Gestational Diabetes Is Associated with Subsequent Heart Problems

As a result of a comprehensive and long-term study, it is thought that even if the blood sugar levels of women who develop diabetes due to pregnancy return to normal at the end of pregnancy, the fact that they have diabetes during pregnancy is associated with heart health problems later in life. This means that doctors who monitor the heart health of women who have had diabetes during pregnancy should be more careful.

The data used in the research published in the journal Circulation, It was convened as part of the CARDIA Study project, designed to monitor the heart health of young adults in the United States. In the project, which started in 1985, data belonging to equal numbers of white and black people between the ages of 18-30 were obtained from four cities. After 25 years of monitoring of the participants, the researchers focused on a form of hardening of the arteries known as coronary artery calcification (CAC), a sign of future heart disease.

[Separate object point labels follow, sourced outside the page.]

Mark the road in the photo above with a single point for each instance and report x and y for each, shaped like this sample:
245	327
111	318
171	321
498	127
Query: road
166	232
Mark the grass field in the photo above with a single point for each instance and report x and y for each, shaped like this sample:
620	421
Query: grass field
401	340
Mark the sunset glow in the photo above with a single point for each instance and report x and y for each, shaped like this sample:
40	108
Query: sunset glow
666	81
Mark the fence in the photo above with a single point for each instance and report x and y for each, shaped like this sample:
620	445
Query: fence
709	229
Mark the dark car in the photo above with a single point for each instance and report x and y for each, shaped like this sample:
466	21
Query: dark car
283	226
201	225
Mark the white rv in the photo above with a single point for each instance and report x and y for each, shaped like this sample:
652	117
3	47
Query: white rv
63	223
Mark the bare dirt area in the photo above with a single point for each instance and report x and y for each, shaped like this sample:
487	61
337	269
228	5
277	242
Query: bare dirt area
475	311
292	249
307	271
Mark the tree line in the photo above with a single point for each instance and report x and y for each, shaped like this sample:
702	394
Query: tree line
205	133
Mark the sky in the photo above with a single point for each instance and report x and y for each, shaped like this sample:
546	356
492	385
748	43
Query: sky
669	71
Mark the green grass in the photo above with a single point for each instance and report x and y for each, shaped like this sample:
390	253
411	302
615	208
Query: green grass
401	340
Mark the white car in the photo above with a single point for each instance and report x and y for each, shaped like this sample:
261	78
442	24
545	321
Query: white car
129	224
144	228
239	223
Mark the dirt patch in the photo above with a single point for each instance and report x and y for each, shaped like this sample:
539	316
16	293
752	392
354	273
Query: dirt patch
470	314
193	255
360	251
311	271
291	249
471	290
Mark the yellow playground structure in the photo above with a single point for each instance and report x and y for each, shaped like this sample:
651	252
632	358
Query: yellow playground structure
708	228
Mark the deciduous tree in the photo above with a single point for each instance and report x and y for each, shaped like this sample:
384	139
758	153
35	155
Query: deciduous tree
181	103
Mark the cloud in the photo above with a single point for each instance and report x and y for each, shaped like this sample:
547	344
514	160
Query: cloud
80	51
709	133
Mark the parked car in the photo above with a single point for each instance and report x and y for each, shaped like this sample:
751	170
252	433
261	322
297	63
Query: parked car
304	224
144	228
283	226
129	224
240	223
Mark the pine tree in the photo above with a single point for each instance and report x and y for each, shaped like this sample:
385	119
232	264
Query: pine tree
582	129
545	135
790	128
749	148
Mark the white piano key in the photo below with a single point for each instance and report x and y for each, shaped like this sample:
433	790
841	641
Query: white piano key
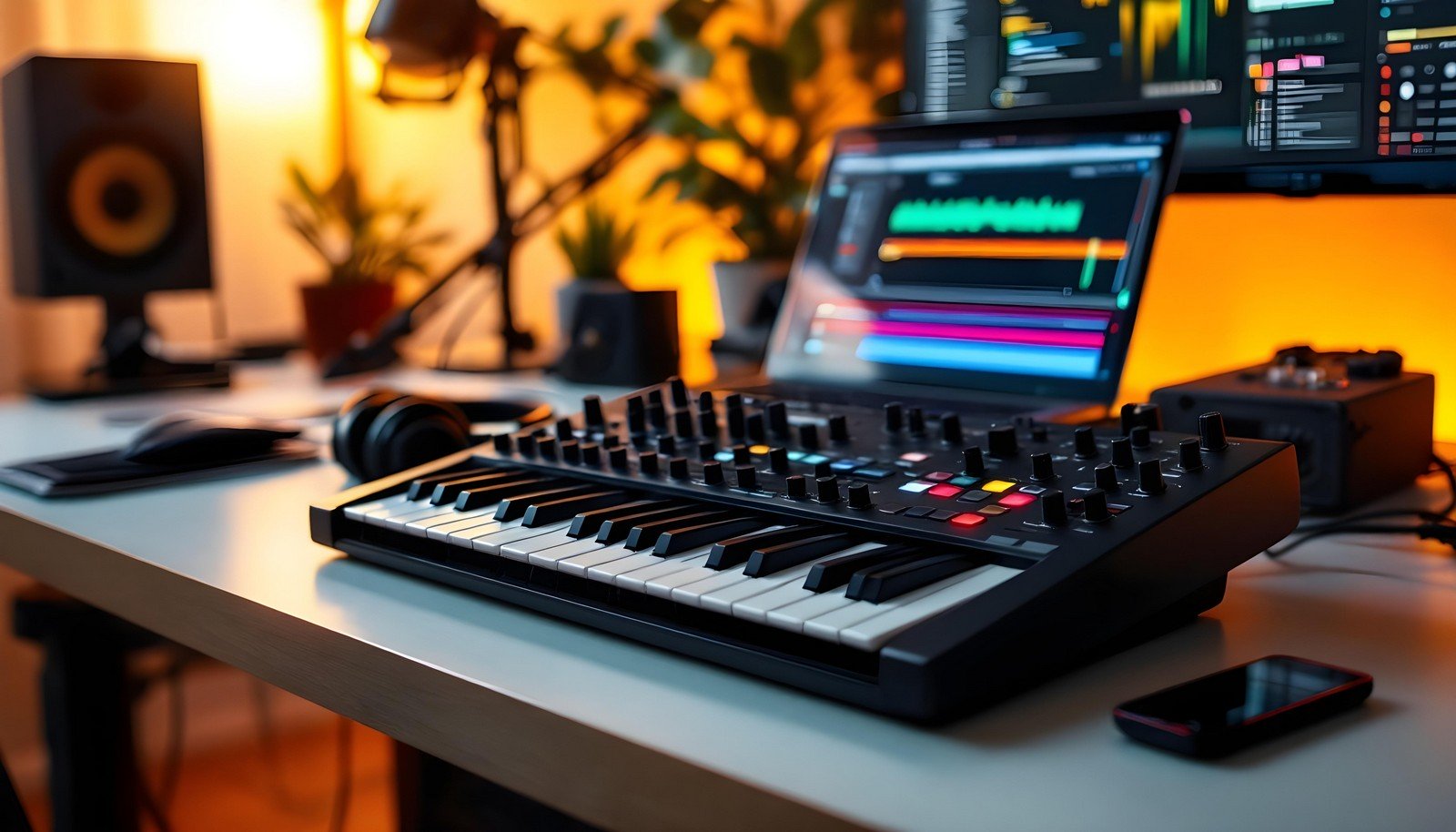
360	509
521	550
552	557
456	518
448	531
793	615
873	633
491	543
404	521
637	579
727	598
757	606
580	564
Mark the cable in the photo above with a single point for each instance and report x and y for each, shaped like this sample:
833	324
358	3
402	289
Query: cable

More than a thousand the participants gave birth during the CARDIA project. 139 of these women had gestational diabetes, which is usually temporary during pregnancy. About a quarter of women who had gestational diabetes (34 women) had CAC later in the period, even if their blood glucose levels returned to normal at the end of pregnancy. In women who did not have gestational diabetes, the incidence of CAC (in 149 of 994 people, ie about 15%) was lower.

Rather than show a causal relationship between gestational diabetes and CAC, the results suggest that the two are related. However, researchers have found that some changes in blood vessels during pregnancy diabetes have an impact on heart health later on.
He states that it is possible to be. Although a direct cause and effect relationship is not shown, the results of the research highlight the importance of keeping blood sugar under control.